Sleep Apnea Doesn’t Just Disturb Sleep
- Posted on: Jul 31 2020
If you have sleep apnea, you’re probably well aware of the dangers this serious condition can pose while you sleep. In addition to stopping and starting breathing, your blood oxygen levels can plummet, causing many other serious problems.
But did you know that sleep apnea can have issues that carry forward in your waking hours, too? Here are just a few ways sleep apnea could be disturbing your daily life, and what you can do about it.
Whether you already had a diagnosis of clinical depression or you are just now experiencing its symptoms (lack of motivation, changes in appetite, feelings of hopelessness, lethargy), it could be caused by sleep apnea. Many people don’t connect depression with sleep apnea, but the conditions often go hand in hand, causing major disruptions to sufferers’ daily lives.
Exhaustion isn’t just being tired. It can affect your motivation to do regular tasks and make you a danger to others. Imagine driving tired – it could easily cause an accident. The same applies for operating heavy machinery. Sleep deprivation is a serious concern and should be treated as such.

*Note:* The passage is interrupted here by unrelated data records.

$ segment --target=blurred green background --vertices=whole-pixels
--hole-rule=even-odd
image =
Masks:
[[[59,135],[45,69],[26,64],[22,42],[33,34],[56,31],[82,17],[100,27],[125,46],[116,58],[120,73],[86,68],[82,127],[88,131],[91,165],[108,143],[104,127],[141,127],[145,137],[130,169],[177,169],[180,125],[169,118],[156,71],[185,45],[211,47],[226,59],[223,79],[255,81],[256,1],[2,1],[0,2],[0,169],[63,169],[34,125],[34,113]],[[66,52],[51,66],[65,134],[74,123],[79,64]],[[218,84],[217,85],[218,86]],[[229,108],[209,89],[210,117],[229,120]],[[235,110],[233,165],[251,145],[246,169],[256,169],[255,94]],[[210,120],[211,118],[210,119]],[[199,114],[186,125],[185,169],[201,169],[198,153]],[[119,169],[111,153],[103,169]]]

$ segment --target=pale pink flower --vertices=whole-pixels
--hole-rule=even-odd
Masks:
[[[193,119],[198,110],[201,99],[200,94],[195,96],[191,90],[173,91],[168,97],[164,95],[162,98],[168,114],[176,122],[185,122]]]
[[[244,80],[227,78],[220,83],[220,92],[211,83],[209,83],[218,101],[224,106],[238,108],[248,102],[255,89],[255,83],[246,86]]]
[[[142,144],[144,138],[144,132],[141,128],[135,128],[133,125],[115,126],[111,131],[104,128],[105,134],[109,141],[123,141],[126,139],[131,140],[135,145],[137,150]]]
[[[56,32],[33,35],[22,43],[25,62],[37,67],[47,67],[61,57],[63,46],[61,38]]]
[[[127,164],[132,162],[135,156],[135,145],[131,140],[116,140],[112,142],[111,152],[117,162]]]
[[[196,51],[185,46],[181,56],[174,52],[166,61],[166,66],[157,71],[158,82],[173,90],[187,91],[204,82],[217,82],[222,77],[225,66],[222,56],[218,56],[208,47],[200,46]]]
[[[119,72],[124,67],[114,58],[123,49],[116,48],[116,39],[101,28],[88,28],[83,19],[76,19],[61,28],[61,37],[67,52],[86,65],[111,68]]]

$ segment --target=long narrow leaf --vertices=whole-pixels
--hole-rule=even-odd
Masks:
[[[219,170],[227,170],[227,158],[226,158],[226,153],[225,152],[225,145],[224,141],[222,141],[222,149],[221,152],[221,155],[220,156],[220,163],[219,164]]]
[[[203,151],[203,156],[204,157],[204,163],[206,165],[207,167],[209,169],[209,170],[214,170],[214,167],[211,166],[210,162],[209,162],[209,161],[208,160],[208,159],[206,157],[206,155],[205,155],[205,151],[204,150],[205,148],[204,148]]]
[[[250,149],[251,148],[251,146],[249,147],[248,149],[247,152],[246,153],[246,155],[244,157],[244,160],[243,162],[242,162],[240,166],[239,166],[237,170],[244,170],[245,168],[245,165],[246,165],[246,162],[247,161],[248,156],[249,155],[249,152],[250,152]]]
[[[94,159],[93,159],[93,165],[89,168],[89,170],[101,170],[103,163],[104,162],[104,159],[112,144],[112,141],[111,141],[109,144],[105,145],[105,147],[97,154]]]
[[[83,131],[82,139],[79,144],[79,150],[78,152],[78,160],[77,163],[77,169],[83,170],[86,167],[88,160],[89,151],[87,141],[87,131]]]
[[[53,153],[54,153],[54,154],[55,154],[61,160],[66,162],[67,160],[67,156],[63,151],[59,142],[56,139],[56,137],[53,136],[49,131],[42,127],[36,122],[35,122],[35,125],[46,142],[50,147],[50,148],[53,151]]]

Disturbances to Your Partner
Sleep apnea doesn’t just affect the patient – it can affect the patient’s partner, too. That’s because the sound of snoring – not to mention the concern for a loved one who is not breathing properly – can make sleeping extremely difficult, even for those who don’t have sleep apnea themselves.
The good news about sleep apnea is that there are treatment solutions that are very effective when used properly. Sleep machines such as CPAP can be very effective, though many people either don’t use them correctly or don’t use them at all because they are complicated, cumbersome and uncomfortable. Furthermore, they are difficult to clean and can cause illness if not cleaned properly.
A better solution is an approved sleep orthotic, which Dr. Peterson can customize for you right in his office. It’s a fast, painless process and yields a customized orthotic you wear each night. The purpose is to help keep your airway propped open, allowing you to breathe easier while you sleep. This can eliminate problems both while you sleep and hopefully while you’re awake, too.